Published in final edited form as: Oncogene. 2015 Nov 30;35(33):4388–4398. doi: 10.1038/onc.2015.446

Fig. 3. Loss of STAT3 enhances TGF-β-induced physiological responses.

Fig. 3

(A) Depletion of STAT3 increases TGF-β-induced p15 mRNA expression in HaCaT cells. Cells were treated with or without TGF-β (2 ng/ml) for 2 h, and total RNA was extracted for qRT-PCR analysis.

(B) Depletion of STAT3 increases TGF-β-induced p21 mRNA expression in HaCaT cells.

(C) Depletion of STAT3 enhances TGF-β-induced p15 protein expression in HaCaT cells. Cells were treated with TGF-β for 0, 4 and 8 h, respectively, and then the protein level of p15 was detected by using Western blotting.

(D) Depletion of STAT3 in HaCaT cells enhances TGF-β-induced growth arrest. STAT3 knockdown stable cells and control cells were treated with TGF-β, and cell growth rates were examined by actual cell numbers being counted at indicated time point (0, 1 and 2 d) of TGF-β treatment (1 ng/ml).

(E) Stable knockdown of STAT3 in Hep3B cells. The protein level of STAT3 was detected by using Western blotting.

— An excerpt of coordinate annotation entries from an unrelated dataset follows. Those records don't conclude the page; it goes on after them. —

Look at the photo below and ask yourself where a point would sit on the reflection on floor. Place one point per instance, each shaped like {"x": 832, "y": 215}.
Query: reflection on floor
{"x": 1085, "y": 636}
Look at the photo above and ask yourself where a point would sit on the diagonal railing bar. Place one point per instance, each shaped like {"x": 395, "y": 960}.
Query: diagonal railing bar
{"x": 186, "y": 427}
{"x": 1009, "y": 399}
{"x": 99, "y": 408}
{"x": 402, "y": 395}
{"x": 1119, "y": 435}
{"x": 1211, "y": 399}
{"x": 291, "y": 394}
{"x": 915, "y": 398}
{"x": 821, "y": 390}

(F) Depletion of STAT3 enhances TGF-β-induced cell apoptosis. STAT3 knockdown stable cells and control cells were treated with TGF-β at indicated concentrations. Apoptotic cells were analyzed by flow cytometry. STAT3 knockdown stable cells and control cells were treated with or without TGF-β (2 ng/ml) for 48 h.

(G) Apoptotic nuclei and DNA fragments were visualized by nuclei staining.

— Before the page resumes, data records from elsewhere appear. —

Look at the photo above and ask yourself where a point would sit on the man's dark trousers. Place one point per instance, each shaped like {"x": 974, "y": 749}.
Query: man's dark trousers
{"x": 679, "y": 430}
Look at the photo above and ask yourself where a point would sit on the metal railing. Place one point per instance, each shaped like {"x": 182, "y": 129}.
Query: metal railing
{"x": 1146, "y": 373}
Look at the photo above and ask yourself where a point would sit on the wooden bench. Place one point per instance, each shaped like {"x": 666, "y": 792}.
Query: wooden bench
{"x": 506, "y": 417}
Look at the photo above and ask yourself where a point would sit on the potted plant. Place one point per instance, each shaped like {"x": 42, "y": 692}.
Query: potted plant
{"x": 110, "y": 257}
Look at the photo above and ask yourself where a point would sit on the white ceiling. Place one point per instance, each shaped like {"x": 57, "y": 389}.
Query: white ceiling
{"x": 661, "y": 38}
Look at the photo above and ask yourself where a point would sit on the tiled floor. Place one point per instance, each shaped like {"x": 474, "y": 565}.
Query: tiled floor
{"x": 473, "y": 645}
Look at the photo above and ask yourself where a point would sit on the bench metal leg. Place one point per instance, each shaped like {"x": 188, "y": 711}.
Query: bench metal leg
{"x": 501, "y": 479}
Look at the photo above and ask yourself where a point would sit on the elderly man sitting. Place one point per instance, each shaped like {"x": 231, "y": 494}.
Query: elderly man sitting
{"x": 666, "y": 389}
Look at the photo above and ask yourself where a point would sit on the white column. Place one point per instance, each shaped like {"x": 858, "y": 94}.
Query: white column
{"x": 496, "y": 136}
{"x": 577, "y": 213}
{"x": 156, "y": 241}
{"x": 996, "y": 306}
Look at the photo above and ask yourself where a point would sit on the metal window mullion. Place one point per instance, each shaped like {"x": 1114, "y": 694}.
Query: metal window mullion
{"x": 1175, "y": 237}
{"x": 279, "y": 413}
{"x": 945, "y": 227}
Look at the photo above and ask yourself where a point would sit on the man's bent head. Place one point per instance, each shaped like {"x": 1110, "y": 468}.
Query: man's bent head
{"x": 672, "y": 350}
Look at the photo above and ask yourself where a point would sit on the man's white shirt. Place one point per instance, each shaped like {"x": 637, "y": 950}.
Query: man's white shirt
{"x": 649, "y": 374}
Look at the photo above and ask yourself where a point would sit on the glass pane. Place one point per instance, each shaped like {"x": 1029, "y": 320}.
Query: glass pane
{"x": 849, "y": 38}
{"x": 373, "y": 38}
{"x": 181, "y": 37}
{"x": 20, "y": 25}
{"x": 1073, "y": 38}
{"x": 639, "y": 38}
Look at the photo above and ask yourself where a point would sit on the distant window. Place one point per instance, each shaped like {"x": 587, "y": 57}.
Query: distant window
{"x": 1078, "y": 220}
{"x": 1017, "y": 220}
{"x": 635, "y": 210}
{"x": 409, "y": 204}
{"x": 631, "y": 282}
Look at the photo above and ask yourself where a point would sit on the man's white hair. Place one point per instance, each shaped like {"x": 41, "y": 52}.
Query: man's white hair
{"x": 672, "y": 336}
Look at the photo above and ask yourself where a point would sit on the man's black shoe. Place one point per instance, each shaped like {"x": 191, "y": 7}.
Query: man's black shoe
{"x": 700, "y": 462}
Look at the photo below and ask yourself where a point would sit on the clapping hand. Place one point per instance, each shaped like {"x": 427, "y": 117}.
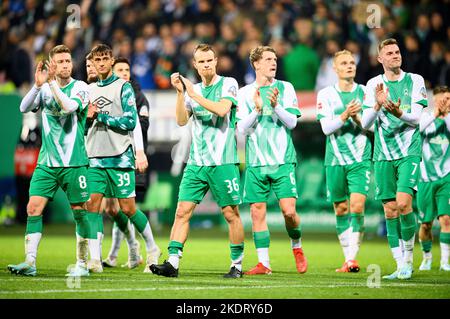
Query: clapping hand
{"x": 257, "y": 99}
{"x": 41, "y": 75}
{"x": 380, "y": 96}
{"x": 393, "y": 108}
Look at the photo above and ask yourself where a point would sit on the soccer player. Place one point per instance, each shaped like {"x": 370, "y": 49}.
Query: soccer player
{"x": 213, "y": 161}
{"x": 111, "y": 205}
{"x": 433, "y": 195}
{"x": 62, "y": 161}
{"x": 110, "y": 150}
{"x": 348, "y": 155}
{"x": 268, "y": 111}
{"x": 121, "y": 68}
{"x": 394, "y": 102}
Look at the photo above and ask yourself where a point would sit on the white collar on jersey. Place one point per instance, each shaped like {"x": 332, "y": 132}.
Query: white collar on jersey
{"x": 355, "y": 85}
{"x": 402, "y": 75}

(H) Quantification of apoptotic cells in panel G.

(I) Depletion of STAT3 enhances TGF-β-induced EMT marker expression. STAT3 knockdown stable cells and control cells were treated with or without TGF-β (2 ng/ml) for 36 h, and the protein levels of E-cadherin, N-cadherin and Fibronectin were detected by Western blotting.

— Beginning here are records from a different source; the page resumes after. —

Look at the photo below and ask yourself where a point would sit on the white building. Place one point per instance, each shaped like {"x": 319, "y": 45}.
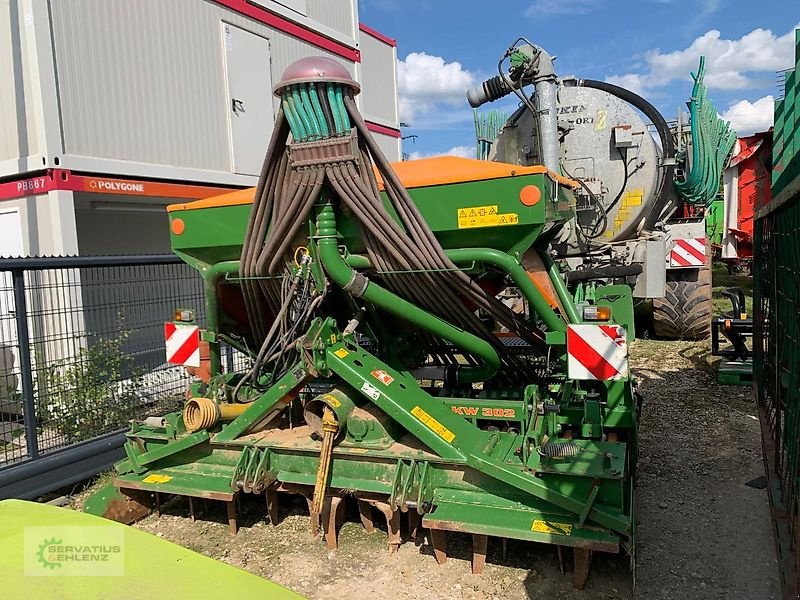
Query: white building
{"x": 111, "y": 109}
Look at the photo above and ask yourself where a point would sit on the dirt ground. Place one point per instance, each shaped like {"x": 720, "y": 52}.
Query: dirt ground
{"x": 703, "y": 533}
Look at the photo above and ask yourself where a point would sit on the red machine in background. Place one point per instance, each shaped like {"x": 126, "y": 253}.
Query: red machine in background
{"x": 746, "y": 187}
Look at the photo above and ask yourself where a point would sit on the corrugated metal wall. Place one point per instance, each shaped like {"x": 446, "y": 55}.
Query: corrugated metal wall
{"x": 148, "y": 75}
{"x": 17, "y": 125}
{"x": 379, "y": 81}
{"x": 338, "y": 15}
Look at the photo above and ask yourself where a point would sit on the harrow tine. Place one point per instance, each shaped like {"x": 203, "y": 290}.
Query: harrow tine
{"x": 271, "y": 497}
{"x": 330, "y": 518}
{"x": 365, "y": 512}
{"x": 479, "y": 547}
{"x": 439, "y": 543}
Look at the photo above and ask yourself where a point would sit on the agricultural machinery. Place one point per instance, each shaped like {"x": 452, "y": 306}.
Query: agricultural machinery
{"x": 641, "y": 200}
{"x": 386, "y": 362}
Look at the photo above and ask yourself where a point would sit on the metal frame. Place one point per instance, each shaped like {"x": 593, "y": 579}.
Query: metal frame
{"x": 37, "y": 474}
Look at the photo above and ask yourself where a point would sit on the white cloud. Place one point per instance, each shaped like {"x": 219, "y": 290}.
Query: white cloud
{"x": 546, "y": 8}
{"x": 730, "y": 64}
{"x": 750, "y": 117}
{"x": 461, "y": 151}
{"x": 427, "y": 82}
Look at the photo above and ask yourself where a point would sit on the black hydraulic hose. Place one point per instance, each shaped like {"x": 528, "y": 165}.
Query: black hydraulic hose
{"x": 659, "y": 200}
{"x": 625, "y": 178}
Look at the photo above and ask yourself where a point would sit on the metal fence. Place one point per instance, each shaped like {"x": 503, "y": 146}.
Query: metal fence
{"x": 777, "y": 330}
{"x": 81, "y": 354}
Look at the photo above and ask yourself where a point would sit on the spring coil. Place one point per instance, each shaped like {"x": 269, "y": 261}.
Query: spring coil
{"x": 200, "y": 413}
{"x": 559, "y": 450}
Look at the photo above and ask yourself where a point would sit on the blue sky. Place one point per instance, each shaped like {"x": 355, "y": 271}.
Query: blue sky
{"x": 649, "y": 46}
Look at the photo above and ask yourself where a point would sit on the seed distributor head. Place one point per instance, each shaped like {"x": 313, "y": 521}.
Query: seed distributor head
{"x": 315, "y": 69}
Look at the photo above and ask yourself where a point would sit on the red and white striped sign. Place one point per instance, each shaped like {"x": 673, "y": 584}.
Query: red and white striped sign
{"x": 183, "y": 344}
{"x": 597, "y": 352}
{"x": 689, "y": 252}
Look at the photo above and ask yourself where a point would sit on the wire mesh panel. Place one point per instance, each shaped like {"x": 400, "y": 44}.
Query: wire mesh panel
{"x": 12, "y": 428}
{"x": 777, "y": 371}
{"x": 93, "y": 334}
{"x": 776, "y": 334}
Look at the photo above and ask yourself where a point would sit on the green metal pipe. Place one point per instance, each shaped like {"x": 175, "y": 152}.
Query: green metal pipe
{"x": 211, "y": 275}
{"x": 338, "y": 270}
{"x": 561, "y": 288}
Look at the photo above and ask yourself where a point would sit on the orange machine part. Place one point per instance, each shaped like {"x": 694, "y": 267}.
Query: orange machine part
{"x": 533, "y": 264}
{"x": 412, "y": 173}
{"x": 530, "y": 195}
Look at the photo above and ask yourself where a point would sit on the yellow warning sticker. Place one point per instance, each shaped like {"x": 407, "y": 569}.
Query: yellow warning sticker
{"x": 484, "y": 216}
{"x": 552, "y": 527}
{"x": 332, "y": 400}
{"x": 154, "y": 478}
{"x": 434, "y": 425}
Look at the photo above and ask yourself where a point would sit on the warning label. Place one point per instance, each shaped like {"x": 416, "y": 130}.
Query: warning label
{"x": 156, "y": 478}
{"x": 484, "y": 216}
{"x": 382, "y": 376}
{"x": 552, "y": 527}
{"x": 434, "y": 425}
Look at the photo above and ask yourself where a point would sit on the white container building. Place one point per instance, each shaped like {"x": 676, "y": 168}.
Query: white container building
{"x": 111, "y": 109}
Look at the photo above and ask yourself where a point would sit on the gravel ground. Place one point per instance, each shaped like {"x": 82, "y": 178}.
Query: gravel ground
{"x": 703, "y": 534}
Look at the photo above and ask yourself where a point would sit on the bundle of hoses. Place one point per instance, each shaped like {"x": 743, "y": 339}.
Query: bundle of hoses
{"x": 409, "y": 259}
{"x": 712, "y": 142}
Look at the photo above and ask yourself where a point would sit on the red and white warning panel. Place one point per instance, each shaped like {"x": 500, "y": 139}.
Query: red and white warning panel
{"x": 597, "y": 352}
{"x": 689, "y": 252}
{"x": 183, "y": 344}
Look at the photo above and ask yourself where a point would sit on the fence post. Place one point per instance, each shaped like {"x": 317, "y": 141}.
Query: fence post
{"x": 26, "y": 368}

(J) Depletion of STAT3 enhances TGF-β-mediated EMT. STAT3 knockdown stable cells and control cells were treated with TGF-β (2 ng/ml) for 0, 24 and 48 h, respectively. Cells were fixed and immuno-stained with anti-E-cadherin or anti-F-Actin antibody, and imaged by confocal microscope.

(K) Depletion of STAT3 promotes cell migration. STAT3 knockdown stable cells and control cells were grown to confluence, followed by a scratch on the cell patch. The status of cell gap closure was recorded at 24 hours post-wound in the presence or absence of TGF-β (2 ng/ml).